Monday, February 15, 2010

Year of the tiger

I did my first story for the Columbia Missourian on the celebration of the Chinese new year at Jesse Auditorium. The assignment was to accompany the reporter that was writing a story on the event and get audio/photos that would add to her story. As with most reporting projects at this point in my career my thought process started with evaluating my strengths and weaknesses and how they would affect the story. The best way to explain this is to do it in categories.

Audio: Audio is still a bit of a mystery to me. It is probably my favorite medium and if I had been born 50 years ago it would most definitely be my primary focus. To be completely honest here, on this project i focused primarily on getting good photos and let whatever audio I got accompany them. As I’m writing this it occurs to me that i should find some time to focus some attention on creating a good audio story. Perhaps the best way would to go to an event that has audio/visual components and try to create a story that exclusively uses audio to describe it. In the end, I spent a lot of time getting photos together and quickly threw together some audio for this. Probably not the best strategy, but you can only take on so much at once.

Photo: This part of this assignment was the most interesting to me. I don’t know if this is unique to me, but I feel like a still camera to a journalist is as necessary as a notebook and pen. I carry my camera with me to every story I do whether it be a photo gallery or exclusively video. You can’t properly document an event without taking notes and to the same degree I think you cannot document it without still images.

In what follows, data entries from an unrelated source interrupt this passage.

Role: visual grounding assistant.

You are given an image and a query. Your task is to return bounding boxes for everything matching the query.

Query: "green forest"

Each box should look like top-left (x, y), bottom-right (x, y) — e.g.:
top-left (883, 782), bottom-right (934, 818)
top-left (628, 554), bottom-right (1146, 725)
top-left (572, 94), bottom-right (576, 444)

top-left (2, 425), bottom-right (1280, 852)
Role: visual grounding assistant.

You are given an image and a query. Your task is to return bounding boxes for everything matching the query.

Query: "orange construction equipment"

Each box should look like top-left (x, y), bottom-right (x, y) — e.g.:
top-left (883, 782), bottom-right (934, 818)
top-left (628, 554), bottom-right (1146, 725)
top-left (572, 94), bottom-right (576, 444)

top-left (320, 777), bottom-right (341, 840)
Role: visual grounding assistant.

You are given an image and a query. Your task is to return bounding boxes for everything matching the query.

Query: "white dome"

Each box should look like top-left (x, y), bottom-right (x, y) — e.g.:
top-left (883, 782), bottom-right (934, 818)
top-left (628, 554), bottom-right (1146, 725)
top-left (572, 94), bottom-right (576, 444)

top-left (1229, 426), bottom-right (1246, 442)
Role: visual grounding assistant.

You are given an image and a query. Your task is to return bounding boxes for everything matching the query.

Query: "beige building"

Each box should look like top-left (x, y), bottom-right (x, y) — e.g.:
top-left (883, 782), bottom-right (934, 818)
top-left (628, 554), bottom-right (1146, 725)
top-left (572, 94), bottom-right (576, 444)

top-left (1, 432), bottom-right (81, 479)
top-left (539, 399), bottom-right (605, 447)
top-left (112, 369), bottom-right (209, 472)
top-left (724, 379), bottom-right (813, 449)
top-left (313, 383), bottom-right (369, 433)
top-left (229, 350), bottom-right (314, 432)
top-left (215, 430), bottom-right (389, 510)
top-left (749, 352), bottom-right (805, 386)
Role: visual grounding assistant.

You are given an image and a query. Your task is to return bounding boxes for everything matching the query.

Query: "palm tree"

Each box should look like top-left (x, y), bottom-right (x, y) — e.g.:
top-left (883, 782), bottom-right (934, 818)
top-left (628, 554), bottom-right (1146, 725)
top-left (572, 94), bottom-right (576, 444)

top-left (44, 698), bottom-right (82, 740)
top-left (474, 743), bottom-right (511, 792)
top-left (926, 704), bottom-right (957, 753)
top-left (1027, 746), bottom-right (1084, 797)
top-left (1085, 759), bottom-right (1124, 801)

I started the process of documenting this event by consulting one of my convergence professors. I had never shot a stage show in a dark auditorium before, and I knew enough about cameras to suspect that the lens I had would be little use in that setting. My professor confirmed my suspicion and suggested I rent a lens from the school that is quite a bit faster than the one I would have used otherwise. The lens I rented was an 80-200 so I thought I probably wouldn’t be getting any wide angle shots. I should note here that it was really cool to use a lens that can shoot at f 2.8 at 200mm. Taking closeups in the dark from that range is something that had never been possible for me. I shot with that lens and my own d200 camera right up to intermission. During the break I met up with the reporter doing the written story on the event and she asked me to get a shot of a girl she was interviewing in her traditional Chinese dress. I told her I would try and explained that with the equipment I had I would have to be across the room to get more than the center of her face. At this point she told me she had rented a camera from the school and said that I could use that. She then handed me a d700 with a 14-24mm f2.8 lens. She told me I should just hold onto it for the second half and take some shots with both cameras. If you know about cameras you can imagine how exciting this situation was to a guy wanting to get some photo chops on his first assignment. When the show was over I had taken over a thousand pics between the two cameras and was on a high comparable to a child’s after being put in charge on an FAO Schwarz.

I should probably apologize here for all the boring camera talk, but the experience warrants being documented if only for me.

Working with the reporter writing the piece was a really fun experience. After the show we sat together at the convergence desk in the Missourian newsroom for most of the night working on our pieces and taking time to help each other out when needed. She submitted her piece at around 4am and I finished mine a couple of hours later. In the end it ran on the front of the Missourian website for about 12 hours and made the top 30 stories for the paper for the week. All and all a very rewarding experience that reminded me of why I chose to come to journalism school at Mizzou.